Global dynamics of Base- and Mean-flows: the case of the cylinder and an open cavity

Abstract

In the case of a cylinder flow, Barkley (EuroPhys. Lett 75, 2006) has shown, thanks to a global mode analysis, that the mean-flow was marginally stable and that the eigenfrequencies associated to the global modes well fit the Von-Karman Strouhal(Re) function for 46 < Re < 180. The aim of this article is to give a theoretical proof of this result.
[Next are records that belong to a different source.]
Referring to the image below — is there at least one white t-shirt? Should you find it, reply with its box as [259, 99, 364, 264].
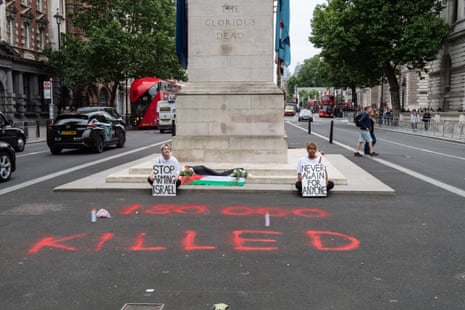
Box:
[297, 154, 326, 174]
[153, 156, 181, 175]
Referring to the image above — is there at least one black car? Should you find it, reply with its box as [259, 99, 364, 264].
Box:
[0, 112, 26, 152]
[47, 111, 126, 154]
[0, 141, 16, 182]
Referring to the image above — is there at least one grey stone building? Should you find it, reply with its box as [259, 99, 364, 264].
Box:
[357, 0, 465, 112]
[0, 0, 50, 118]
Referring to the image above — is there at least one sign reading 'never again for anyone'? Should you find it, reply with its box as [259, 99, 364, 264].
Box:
[152, 165, 176, 196]
[302, 164, 328, 197]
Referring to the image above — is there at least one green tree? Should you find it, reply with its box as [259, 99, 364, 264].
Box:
[287, 55, 330, 94]
[45, 0, 186, 102]
[309, 0, 450, 116]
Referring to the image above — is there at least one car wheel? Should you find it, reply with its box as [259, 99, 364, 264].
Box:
[116, 130, 126, 147]
[50, 146, 62, 155]
[94, 136, 104, 153]
[0, 153, 12, 182]
[15, 137, 26, 152]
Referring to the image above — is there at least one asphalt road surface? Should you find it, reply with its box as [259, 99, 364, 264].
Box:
[0, 120, 465, 310]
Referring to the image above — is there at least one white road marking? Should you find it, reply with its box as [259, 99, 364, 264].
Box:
[0, 140, 171, 195]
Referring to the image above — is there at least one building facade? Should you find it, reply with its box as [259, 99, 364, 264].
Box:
[0, 0, 55, 118]
[0, 0, 120, 120]
[357, 0, 465, 112]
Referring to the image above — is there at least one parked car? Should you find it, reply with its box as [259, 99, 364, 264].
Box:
[299, 109, 313, 122]
[0, 112, 26, 152]
[284, 105, 296, 116]
[0, 141, 16, 182]
[47, 111, 126, 154]
[77, 107, 126, 126]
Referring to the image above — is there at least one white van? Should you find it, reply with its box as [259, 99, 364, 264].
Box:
[157, 101, 176, 133]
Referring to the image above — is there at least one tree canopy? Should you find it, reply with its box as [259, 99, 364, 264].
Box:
[309, 0, 450, 115]
[45, 0, 186, 104]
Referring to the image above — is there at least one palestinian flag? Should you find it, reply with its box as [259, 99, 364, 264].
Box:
[180, 166, 247, 186]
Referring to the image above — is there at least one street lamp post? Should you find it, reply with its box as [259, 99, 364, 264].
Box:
[53, 9, 65, 111]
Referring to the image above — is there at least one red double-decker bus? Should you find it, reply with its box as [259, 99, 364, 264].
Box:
[318, 94, 336, 117]
[129, 77, 181, 128]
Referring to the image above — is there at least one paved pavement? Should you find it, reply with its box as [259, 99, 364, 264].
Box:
[28, 117, 465, 194]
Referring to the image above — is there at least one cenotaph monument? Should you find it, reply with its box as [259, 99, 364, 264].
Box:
[172, 0, 288, 164]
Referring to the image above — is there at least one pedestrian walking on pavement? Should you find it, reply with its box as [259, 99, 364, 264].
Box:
[354, 107, 378, 156]
[295, 142, 334, 195]
[422, 109, 431, 130]
[364, 110, 376, 155]
[410, 109, 420, 131]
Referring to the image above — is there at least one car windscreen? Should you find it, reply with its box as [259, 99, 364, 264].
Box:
[53, 114, 89, 126]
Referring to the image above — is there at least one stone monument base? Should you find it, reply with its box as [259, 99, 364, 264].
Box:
[173, 82, 287, 164]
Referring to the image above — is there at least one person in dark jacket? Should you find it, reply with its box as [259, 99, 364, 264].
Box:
[364, 110, 376, 155]
[354, 107, 378, 156]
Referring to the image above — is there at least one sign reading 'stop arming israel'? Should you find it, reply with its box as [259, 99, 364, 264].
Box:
[152, 165, 176, 196]
[302, 164, 328, 197]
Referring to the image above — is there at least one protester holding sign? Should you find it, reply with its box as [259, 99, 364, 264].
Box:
[295, 142, 334, 196]
[147, 143, 181, 188]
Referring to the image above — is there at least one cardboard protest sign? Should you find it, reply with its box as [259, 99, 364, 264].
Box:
[152, 165, 176, 196]
[302, 164, 328, 197]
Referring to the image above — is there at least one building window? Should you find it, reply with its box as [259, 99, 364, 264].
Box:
[36, 0, 44, 12]
[37, 29, 45, 52]
[6, 19, 15, 46]
[23, 23, 32, 49]
[21, 0, 32, 8]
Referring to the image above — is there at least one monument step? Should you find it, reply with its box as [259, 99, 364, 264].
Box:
[105, 174, 295, 184]
[129, 166, 296, 177]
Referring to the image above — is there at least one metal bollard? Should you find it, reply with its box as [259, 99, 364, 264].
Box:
[23, 122, 29, 138]
[36, 121, 40, 138]
[329, 120, 334, 144]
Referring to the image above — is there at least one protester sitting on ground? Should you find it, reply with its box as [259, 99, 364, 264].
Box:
[147, 143, 181, 188]
[295, 142, 334, 195]
[354, 107, 378, 156]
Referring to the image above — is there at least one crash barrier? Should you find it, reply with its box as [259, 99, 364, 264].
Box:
[397, 120, 465, 141]
[13, 120, 40, 138]
[338, 112, 465, 141]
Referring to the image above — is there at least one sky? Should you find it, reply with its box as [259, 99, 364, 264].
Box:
[288, 0, 326, 74]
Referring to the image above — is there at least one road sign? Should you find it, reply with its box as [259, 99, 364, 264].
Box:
[43, 81, 52, 99]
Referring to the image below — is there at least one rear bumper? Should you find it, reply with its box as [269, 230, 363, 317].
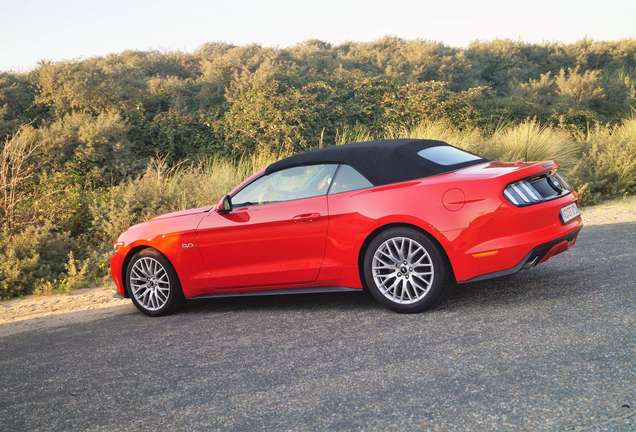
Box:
[449, 194, 583, 283]
[457, 226, 581, 284]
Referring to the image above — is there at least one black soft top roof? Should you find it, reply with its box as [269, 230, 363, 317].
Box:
[265, 139, 487, 186]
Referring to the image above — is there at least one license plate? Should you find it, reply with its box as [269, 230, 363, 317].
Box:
[561, 203, 581, 223]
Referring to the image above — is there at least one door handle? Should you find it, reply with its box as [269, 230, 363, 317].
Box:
[292, 213, 320, 222]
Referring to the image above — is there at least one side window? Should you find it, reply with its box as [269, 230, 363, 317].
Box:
[329, 165, 373, 194]
[232, 164, 337, 207]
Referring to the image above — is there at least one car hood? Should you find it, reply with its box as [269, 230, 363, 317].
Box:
[150, 206, 211, 221]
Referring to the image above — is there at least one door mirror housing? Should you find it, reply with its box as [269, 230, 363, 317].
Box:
[217, 195, 232, 213]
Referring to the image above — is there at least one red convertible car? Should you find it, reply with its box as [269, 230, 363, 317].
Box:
[111, 139, 582, 316]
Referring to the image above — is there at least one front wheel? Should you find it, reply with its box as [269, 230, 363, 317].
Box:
[126, 249, 183, 316]
[363, 227, 450, 313]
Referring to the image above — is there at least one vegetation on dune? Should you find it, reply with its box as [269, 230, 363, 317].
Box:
[0, 38, 636, 297]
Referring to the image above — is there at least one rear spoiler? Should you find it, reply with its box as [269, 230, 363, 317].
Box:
[499, 160, 559, 185]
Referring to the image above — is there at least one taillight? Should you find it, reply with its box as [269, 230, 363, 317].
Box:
[504, 172, 570, 207]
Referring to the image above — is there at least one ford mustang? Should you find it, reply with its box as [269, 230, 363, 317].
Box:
[111, 139, 582, 316]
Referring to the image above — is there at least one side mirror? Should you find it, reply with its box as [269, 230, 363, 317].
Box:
[219, 195, 232, 213]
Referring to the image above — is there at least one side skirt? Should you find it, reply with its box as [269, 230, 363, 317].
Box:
[188, 286, 363, 300]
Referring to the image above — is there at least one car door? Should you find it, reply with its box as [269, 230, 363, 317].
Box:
[197, 164, 336, 292]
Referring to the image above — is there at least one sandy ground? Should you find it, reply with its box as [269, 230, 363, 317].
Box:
[0, 197, 636, 332]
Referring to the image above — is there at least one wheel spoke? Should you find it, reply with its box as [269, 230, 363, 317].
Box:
[128, 256, 172, 311]
[371, 237, 434, 304]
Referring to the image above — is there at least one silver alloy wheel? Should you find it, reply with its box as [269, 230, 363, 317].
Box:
[371, 237, 435, 304]
[129, 256, 170, 311]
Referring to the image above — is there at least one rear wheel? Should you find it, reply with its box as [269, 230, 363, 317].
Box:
[126, 249, 183, 316]
[363, 227, 450, 313]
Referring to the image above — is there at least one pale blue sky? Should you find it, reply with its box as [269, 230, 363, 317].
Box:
[0, 0, 636, 70]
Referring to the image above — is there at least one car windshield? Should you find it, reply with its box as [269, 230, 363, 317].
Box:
[417, 146, 481, 165]
[232, 164, 337, 206]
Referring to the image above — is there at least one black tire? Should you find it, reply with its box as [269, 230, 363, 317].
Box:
[126, 248, 184, 317]
[362, 227, 451, 313]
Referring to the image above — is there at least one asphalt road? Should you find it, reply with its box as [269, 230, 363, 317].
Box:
[0, 223, 636, 431]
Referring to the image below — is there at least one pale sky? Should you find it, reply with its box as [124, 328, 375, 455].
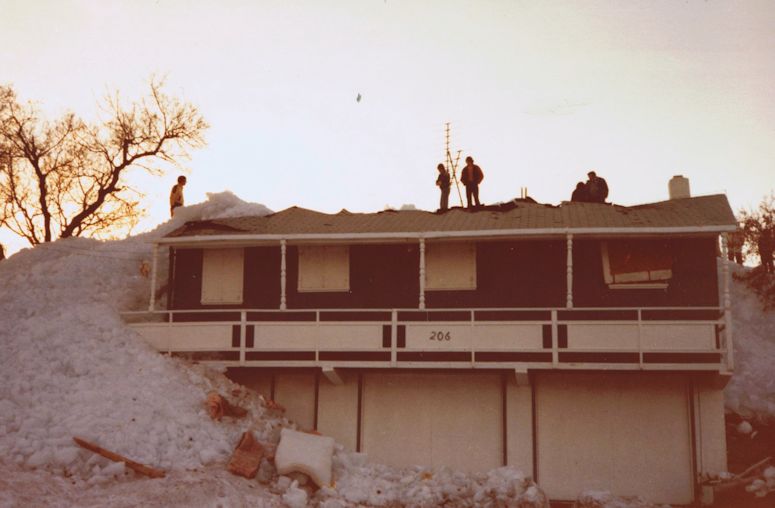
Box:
[0, 0, 775, 254]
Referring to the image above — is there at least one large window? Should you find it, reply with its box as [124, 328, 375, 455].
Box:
[299, 245, 350, 292]
[425, 242, 476, 290]
[601, 239, 673, 289]
[202, 249, 245, 304]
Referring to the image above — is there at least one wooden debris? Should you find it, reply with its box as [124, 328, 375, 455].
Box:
[264, 399, 285, 413]
[227, 431, 264, 479]
[705, 457, 772, 493]
[73, 437, 166, 478]
[207, 392, 248, 421]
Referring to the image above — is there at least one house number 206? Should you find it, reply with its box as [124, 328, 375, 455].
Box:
[430, 331, 452, 341]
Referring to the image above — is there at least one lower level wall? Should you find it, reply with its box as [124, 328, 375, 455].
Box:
[224, 368, 726, 504]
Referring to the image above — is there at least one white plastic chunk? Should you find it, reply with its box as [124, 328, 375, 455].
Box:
[274, 429, 334, 487]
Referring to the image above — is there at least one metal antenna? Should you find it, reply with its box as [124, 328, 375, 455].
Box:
[445, 122, 463, 206]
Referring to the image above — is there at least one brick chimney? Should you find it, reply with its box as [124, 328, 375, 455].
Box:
[668, 175, 692, 199]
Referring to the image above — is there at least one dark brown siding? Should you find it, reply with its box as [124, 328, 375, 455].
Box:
[573, 238, 718, 307]
[244, 247, 281, 309]
[171, 238, 718, 309]
[170, 249, 202, 309]
[425, 240, 566, 308]
[171, 247, 280, 309]
[286, 244, 420, 309]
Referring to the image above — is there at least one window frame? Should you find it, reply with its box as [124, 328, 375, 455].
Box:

For this, we achieve a weakly non-linear analysis valid in the vicinity of the critical Reynolds number and based on the small parameter eps = Rec^(-1)-Re^(-1) << 1. We numerically compute the complex constants lambda; and mu' which appear in the Stuart-Landau Amplitude equation: dA/dt = eps*lambda* A-eps*mu'*A*|A|^2. Here A is the scalar complex amplitude of the marginally stable global mode existing at eps > 0 and which becomes unstable for eps > 0. If one looks carefully to the non-linear interactions yielding to mu';, we have shown that 1/ the mean-flow is stable 2/ the linear dynamics of the mean-flow yields the frequency of the saturated Stuart-Landau limit cycle. We will show that this result is not general by studying the case of an open cavity.